E anche questo si può considerare, in fondo, come un «miracolo» del terziario: la trasformazione delle cose in servizi. Solo che il servizio, in questo caso, non è reale, ma puramente immaginario: la gente non paga per avere un determinato bene, ma l'idea di quel bene. Del resto, il fiorire di un ricco sottobosco di imitazioni e di marchi rubati testimonia in modo eloquente quanto una simile strategia commerciale funzioni, in termini di immaginario collettivo.
La ragazza in bikini, sulla spiaggia, è fiera di esibire il logo prestigioso sul bordo delle proprie mutandine; è come se dicesse a tutti: guardate, il mio non è un costume per poveracci, è un costume firmato. Dunque, io non sono una poveraccia, ma una persona «vincente»: vale a dire, non soltanto alla moda (questo è ovvio), ma in grado si sfoggiare un certo «status» sociale. Anche se sono quasi nuda, questi pochi centimetri di stoffa attestano e certificano che io appartengo alle classi superiori; o, quanto meno, che nessuno potrebbe affermare il contrario.
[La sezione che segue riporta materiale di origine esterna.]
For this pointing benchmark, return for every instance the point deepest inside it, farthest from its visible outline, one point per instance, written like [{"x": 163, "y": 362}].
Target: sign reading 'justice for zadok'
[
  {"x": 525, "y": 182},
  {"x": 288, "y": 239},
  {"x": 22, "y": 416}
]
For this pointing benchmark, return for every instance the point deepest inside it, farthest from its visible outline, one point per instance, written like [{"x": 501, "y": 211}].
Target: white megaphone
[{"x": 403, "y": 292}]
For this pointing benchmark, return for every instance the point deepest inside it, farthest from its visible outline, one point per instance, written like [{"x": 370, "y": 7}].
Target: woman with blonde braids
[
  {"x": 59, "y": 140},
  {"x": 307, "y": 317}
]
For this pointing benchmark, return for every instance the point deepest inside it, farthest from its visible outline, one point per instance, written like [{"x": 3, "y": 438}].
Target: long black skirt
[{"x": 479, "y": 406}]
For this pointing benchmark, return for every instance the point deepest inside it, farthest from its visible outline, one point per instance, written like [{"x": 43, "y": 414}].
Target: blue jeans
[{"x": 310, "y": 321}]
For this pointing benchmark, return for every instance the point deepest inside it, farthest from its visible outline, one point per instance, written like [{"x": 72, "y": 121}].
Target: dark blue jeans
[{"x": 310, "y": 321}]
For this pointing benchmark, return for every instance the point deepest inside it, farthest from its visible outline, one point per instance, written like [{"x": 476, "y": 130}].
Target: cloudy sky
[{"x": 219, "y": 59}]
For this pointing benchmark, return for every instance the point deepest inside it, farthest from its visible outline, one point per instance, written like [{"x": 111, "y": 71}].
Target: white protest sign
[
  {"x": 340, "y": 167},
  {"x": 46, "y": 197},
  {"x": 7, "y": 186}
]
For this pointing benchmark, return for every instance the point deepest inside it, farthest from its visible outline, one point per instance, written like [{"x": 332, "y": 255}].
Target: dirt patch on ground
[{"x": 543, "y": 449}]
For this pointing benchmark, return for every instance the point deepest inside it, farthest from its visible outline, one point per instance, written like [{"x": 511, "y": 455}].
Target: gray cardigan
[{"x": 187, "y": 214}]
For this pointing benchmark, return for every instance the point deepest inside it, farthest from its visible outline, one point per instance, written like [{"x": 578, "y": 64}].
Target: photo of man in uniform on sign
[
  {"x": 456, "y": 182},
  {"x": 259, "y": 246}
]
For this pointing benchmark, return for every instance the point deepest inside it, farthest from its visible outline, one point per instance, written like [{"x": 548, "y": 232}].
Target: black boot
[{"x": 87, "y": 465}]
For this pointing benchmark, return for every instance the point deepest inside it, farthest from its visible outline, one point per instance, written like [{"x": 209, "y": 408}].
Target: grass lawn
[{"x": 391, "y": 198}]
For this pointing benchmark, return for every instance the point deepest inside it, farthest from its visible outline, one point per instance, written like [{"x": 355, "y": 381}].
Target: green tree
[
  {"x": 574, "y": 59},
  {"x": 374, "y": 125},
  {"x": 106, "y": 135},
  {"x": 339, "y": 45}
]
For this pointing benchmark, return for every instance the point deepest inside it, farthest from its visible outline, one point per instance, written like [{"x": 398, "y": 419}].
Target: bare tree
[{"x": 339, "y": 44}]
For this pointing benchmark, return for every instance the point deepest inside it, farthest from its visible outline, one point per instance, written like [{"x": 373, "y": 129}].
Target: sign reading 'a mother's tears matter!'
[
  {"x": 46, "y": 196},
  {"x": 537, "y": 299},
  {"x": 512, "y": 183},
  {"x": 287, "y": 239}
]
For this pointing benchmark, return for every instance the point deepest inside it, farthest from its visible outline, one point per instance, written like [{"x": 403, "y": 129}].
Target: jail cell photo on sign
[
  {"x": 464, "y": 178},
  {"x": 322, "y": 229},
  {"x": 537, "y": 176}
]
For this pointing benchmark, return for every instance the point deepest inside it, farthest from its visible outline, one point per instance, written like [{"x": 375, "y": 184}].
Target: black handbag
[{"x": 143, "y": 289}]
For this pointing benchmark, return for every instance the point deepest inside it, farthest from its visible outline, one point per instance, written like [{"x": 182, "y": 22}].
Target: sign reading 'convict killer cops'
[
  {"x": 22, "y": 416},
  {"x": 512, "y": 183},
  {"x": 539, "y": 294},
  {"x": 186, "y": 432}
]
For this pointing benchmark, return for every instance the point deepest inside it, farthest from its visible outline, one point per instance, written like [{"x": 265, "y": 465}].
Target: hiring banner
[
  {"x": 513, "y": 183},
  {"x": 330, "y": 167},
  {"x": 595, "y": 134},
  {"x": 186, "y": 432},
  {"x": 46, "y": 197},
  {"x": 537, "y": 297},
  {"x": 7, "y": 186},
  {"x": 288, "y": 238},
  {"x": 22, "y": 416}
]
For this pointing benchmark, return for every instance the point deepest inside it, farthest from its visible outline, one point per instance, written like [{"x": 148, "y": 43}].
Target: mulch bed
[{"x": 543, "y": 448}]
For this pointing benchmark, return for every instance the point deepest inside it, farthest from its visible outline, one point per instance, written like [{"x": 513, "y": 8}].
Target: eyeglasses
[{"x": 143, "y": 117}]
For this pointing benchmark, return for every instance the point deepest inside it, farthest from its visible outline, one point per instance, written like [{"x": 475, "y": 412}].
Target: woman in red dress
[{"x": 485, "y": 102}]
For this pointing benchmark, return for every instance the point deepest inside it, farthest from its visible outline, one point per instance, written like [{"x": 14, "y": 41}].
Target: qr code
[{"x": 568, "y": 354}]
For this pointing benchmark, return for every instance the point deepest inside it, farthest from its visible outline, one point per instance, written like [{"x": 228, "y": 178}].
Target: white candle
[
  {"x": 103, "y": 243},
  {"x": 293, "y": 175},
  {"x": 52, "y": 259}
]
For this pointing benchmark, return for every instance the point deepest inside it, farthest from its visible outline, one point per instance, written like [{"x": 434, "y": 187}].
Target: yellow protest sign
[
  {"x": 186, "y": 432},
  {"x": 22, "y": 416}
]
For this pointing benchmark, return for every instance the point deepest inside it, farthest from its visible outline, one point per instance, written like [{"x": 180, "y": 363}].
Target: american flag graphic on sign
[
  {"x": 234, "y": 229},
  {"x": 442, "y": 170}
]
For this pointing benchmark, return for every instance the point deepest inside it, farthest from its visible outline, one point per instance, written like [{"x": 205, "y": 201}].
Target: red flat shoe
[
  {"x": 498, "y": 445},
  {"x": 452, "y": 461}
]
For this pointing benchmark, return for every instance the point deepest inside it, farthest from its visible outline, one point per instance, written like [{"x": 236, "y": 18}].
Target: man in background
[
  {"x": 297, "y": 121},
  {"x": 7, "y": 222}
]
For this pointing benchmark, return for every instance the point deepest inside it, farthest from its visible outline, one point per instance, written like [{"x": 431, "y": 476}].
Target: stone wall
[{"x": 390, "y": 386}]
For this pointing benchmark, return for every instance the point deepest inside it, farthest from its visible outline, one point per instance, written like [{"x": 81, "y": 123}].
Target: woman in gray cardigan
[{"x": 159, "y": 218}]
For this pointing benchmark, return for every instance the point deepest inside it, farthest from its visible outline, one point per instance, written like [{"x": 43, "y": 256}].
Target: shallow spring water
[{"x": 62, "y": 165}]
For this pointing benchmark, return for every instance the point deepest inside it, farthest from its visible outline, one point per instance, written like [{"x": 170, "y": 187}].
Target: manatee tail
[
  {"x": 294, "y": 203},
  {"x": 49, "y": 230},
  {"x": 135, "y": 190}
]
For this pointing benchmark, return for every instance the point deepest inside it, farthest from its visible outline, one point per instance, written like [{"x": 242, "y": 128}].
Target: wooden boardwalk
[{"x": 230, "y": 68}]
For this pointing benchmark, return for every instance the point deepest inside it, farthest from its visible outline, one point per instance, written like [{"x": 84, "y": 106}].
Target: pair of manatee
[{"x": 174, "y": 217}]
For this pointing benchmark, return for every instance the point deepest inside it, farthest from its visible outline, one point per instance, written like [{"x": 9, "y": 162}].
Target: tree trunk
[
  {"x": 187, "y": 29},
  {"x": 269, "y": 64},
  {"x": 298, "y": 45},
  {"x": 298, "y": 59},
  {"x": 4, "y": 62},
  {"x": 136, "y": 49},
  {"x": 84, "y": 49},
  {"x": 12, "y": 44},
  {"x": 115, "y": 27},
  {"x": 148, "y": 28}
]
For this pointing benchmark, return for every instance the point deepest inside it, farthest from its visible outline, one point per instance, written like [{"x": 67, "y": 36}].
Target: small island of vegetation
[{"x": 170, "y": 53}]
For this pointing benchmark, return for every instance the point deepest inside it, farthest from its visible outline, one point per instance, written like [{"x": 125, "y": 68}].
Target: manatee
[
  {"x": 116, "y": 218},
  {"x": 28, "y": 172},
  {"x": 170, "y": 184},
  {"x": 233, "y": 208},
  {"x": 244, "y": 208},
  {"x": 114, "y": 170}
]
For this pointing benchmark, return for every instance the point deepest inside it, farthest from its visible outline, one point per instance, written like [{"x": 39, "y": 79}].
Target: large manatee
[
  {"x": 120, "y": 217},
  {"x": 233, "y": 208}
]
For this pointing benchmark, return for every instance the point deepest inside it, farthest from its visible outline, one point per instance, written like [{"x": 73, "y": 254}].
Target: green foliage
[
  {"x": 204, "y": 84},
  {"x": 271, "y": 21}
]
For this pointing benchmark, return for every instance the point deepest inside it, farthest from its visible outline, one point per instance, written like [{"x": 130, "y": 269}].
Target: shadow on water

L'economia post-moderna, pertanto, non è virtuale soltanto perché produce un 98% di titoli e azioni e appena un 2% di beni e servizi resali; ma lo è anche, e sempre di più, perché si fa pagare dal consumatore non in cambio di prestazioni reali, ma di prestazioni simboliche.
In fondo, è esattamente quello che fanno le banche: prendono il denaro reale dei piccoli risparmiatori e lo restituiscono, ad esempio per concedere prestiti, sotto forma di denaro virtuale, vale a dire pezzi di carta privi di valore intrinseco, che una semplice oscillazione del mercato azionario può ridurre a niente.
È importante che le persone si rendano conto di questo imbroglio, tanto più che esso non sarebbe possibile senza l'asservimento mentale, la deresponsabilizzazione e l'appiattimento di ogni senso critico da parte dei consumatori.
Reagire alla deificazione del logo, quindi, smascherandone la natura illusoria ed ingannevole, deve andare di pari passo con la battaglia perché la società  riesca a riappropriarsi dei luoghi, tanto di quelli fisici come di quelli elettronici; e tanto di quelli pubblici, come di quelli privati.
Ed è, quest'ultima, una battaglia necessaria e sacrosanta, se vogliamo evitare che cadano le ultime barriere verso la completa lobotomizzazione delle nostre menti, e, più ancora, di quelle dei bambini, che saranno la prossima generazione adulta.
Perciò, dovremmo tutti imparare a dire: «Merce firmata? No, grazie.»